Rather than burden her with another baby shower to plan, Matt and I decided to take matters into our own hands. We decided to plan our own shower. (I can hear the chorus of "tacky!" forming out there...)
Since we had already broken convention by planning our own shower, we decided we might as well break all the other rules too: no girls-only event, no party games, no gift opening--we decided to simply go bowling with all of our friends to celebrate the impending arrival of our baby!
Of course I felt the normal flashes of uncertainty and insecurity as we forged our own path: Will people think we are throwing a party for ourselves just to get presents? Will people even come? If people do come, will they have fun?
Luckily, in the end, we had a ball (pun intended!). At one point in the event, one of our male friends thanked us for inviting him. He expressed frustration at often being left out of baby showers. He explained that women want their partners to be involved in parenting, yet they exclude them from important celebrations.
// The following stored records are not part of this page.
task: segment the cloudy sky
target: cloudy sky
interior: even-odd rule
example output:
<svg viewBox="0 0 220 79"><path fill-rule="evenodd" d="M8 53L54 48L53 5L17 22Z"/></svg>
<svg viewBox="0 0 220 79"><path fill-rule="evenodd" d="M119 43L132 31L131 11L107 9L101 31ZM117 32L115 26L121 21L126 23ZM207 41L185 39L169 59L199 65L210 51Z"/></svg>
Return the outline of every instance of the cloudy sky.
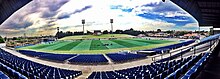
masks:
<svg viewBox="0 0 220 79"><path fill-rule="evenodd" d="M0 26L0 35L55 35L62 31L197 30L197 21L171 1L161 0L33 0Z"/></svg>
Although I absolutely appreciate time with just my female friends (like pre-natal yoga, for example), it felt right to be celebrating the impending arrival of our baby with all of our friends.
There are so many rules and protocols that surround important life transitions (engagements, weddings, babies, etc.). Sometimes, it can be easy to get caught up in "doing it how it's supposed to be done," instead of focusing on the meaning behind the event. For me, it's about bringing people together, building community, and having fun. If following the traditional pattern brings about those things, great! If it doesn't, it makes sense to do things differently. It's a straightforward concept, but it's not always so easy to implement.